CRM114 for Win32/UNIX - crm114 Bayesian classifiers and the h1, h2 feature hash values

New stuff being served...

Why GerH builds have a 'markovian.alt' and other '.alt' classifiers: those are R&D classifiers using the latest VT technology and classifier optimizations described here.

Ger Hobbelt

Note that this space shows the state of the art as per 7 february 2009. Any source code in this article shows the state as per that date (or earlier); their value is purely educational. Fetch a GerH build if you like to have this stuff in a usable form.

Table of Contents

  1. TBD

crm114 Bayesian classifiers and the h1, h2 feature hash values

crm114 Bayesian classifiers (Markovian, OSB, OSBF and Winnow) are all feature hash based. So far, no worries.

But when we look a little at the implementation, you'll note that those feature hashes actually are TWO(2) hashes. h1 and h2. How are those produced from the 'tokens' ('words') we mentioned in another article?

The code takes the tokens and hashes each of them to a 32-bit hash value. So far, so simple.

But the h1/h2 things happens at the spot where those individual token hashes are combined into a final feature hash: recall from the other article that multiple tokens are combined into a Markov token chain, which will produce -- or so we said -- one feature hash. And we didn't lie. h1/h2 may be two different hash values, but together, they form the feature hash as seen by the classifiers.

A bit of tech first

The individual token hash values are mixed into feature hash values using a universal hashing scheme (see Knuth and others), which basically takes a token hash value, multiplies it with a odd (and preferable 'relatively prime' to 2^32) number and adds this result to the feature hash value (which started by being initialized to zero). So far nothing special: a universal hash scheme is used to mix the token hashes in to a feature hash, which can be used to locate 'hits' in the CSS databases.

Yet all Bayesian classifiers employ two such hash values!

Each of these two hash values is calculated using the same mechanism (the universal hash), use the same selected token hash values, yet have applied different universal hash multipliers!
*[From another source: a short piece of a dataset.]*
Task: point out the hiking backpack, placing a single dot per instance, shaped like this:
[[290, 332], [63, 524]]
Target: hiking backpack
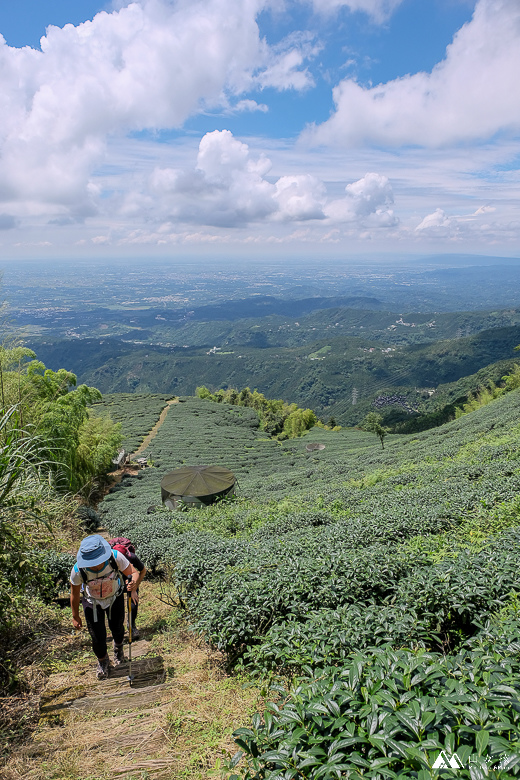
[[124, 545], [109, 586]]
Paraphrasing the crm114 pseudocode
for (i = 0; i < lengthof(hashpipe); i++)
  32bithash h1 = 1 * hashpipe[i] + 5 * hashpipe[i-1];
  32bithash h2 = 3 * hashpipe[i] + 7 * hashpipe[i-1];

This results in two different hash values, where the second one is referred to as a 'cross cut'. A 'hit' is scored when both hashes match the hashes stored inside the CSS record found in the linear probe hashtable, using a h1 derived index value as a probe.

Paraphrasing the crm114 pseudocode
idx = h1 % lengthof(css_hashtqable);
if (css_hashtable[idx].hash == h1
    && css_hashtable[idx].key == h2)

When I saw this before, I didn't think too much about it and just assumed this was an attempt to create something akin to a 64-bit feature hash value in a time when 64-bit integers were not available through the usual compilers on the usual platforms. (They are today, however.)

A closer look though...

But the VT move led to another, closer look at these h1,h2 numbers.

Now here's the thought: since h1 and h2 are both derived off the same set of inputs (token hashes) and only differ in the universal hash multipliers applied to them, these two hashes would only 'expand' the bit space of the combine beyond that of a single hash calculated this way when, and this is important, bit avalanche of the individual hashes would be considered suboptimal! (Which is indeed an, at least theoretic, deficit in the universal hash scheme: the multiplication will prevent higher bits in the inputs from propagating into the lower bits of the result, thus offering poor avalanche behaviour.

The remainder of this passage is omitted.